Fraud-filled crypto marketplace Cent stops trading its own NFTs

I’m just saying, there is a difference between NFTs that have nothing to do with the content creator and those that do (at least for a tiny sub-set of NFT buyers who aren’t just speculators). NFTs are still absolutely shit for that purpose, of course.

Not that t-shirts, mugs, bags and even prints were workable options for certain kinds of digital artists, and Patreons and Kickstarters demand particular kinds of outputs from artists (and don’t bring in the speculators and their money); there’s room for a new support mechanism for artists - it’s just that NFTs aren’t remotely it.

It’ll be interesting to see how this all shakes out - one impact already is that some big NFT collectors have apparently started looking at (and buying) physical art for the first time as a result.

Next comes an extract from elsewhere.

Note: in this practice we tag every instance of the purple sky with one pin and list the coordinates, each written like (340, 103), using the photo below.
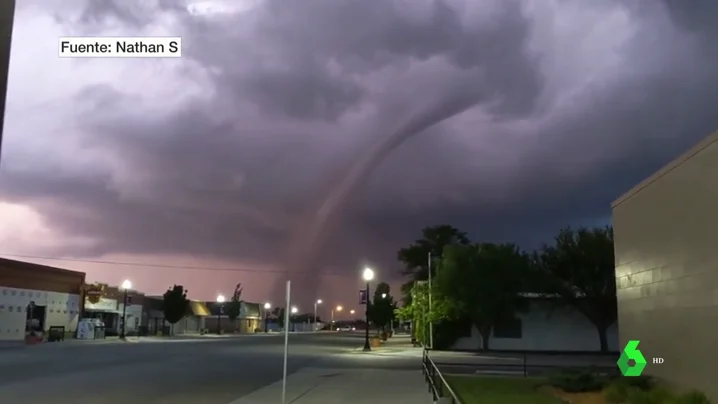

Well, they have been generating NFTs that are being sold on NFT marketplaces (barely). It likely won’t last that long - and I suspect by the time most of the big publishers get into NFTs the failures will have piled up enough to almost immediately cool their ardor and those efforts won’t go anywhere either.

Rather, think “Team Fortress II” and “Counter-Strike: Global Offensive.” Extremely successful real-money game item marketplaces that have had enormous sums going through them. (And yeah, legal problems, too.) That’s what these publishers are hoping for, even if they’re not going to get it.